When they finished, I continued along the road and came to a public beach. This was completely different from the beach I’d been to the day before. There was less to see and do, but it was nice for just having a simple place to swim. Plus there were guys pushing ice cream carts. Ice cream barely exists in Rwanda, and it seems that most of it is consumed by foreigners. I will admit that my attempts to relax on the beach were stifled by the crowd of children that formed around me within minutes.

When I left the beach, I walked around the adjacent neighborhood for a bit, then hired a moto to take me to the bus station. The weekend was almost over. I found my bus, bought my ticket and grabbed a window seat. The window was overwhelming. There were so many things to buy through it! A quarter of pineapple, a cold bag of juice, hot sausages! I just kept buying. One man even came to me selling a cheap little electric razor. I’d never seen such a low quality shaver. He offered it to me for $10. I offered $3. I didn’t really want it, but he eventually met my price, so it was mine.

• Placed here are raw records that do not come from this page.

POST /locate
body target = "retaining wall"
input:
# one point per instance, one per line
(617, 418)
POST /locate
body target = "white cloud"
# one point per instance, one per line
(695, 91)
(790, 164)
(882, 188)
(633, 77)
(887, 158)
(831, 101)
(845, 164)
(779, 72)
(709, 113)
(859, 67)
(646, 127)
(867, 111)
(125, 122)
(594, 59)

The ride back to the border was uneventful, except I saw so many great spots that looked good for lazy river tubing. It’s something I’ve always wanted to do here, and this flat, beautiful landscape surrounded by mountains seemed like the perfect atmosphere for it. As we neared the Rwanda border, I could see where the northern end of the Ruzizi Plain tapered off and was pinched tightly in between the mountains on either side of the Rwanda-Congo border. It was from there that the Rusizi River emerges from its long tumble down from Lake Kivu and lands in the open space where it languidly continues its journey to Lake Tanganyika.

It’s hard to say exactly what I learned about Rwanda from my short time in Burundi. For one thing, I could definitely see the different administrations’ effect on the culture and national psyche. I also felt that I could be more forgiving of Rwandans’ sometimes strange and anti-social behaviors. Burundians seemed slightly more relaxed and friendly. Less uptight. I feel like Rwandans feel under a lot of pressure from their leaders. Pressure to speak English, to be “serious and correct”, to be successful and self-reliant, to forget their ethnic identity in favor of their national identity, and to be better than neighboring countries. I get the feeling that this pressure takes a lot swagger out of people’s stride.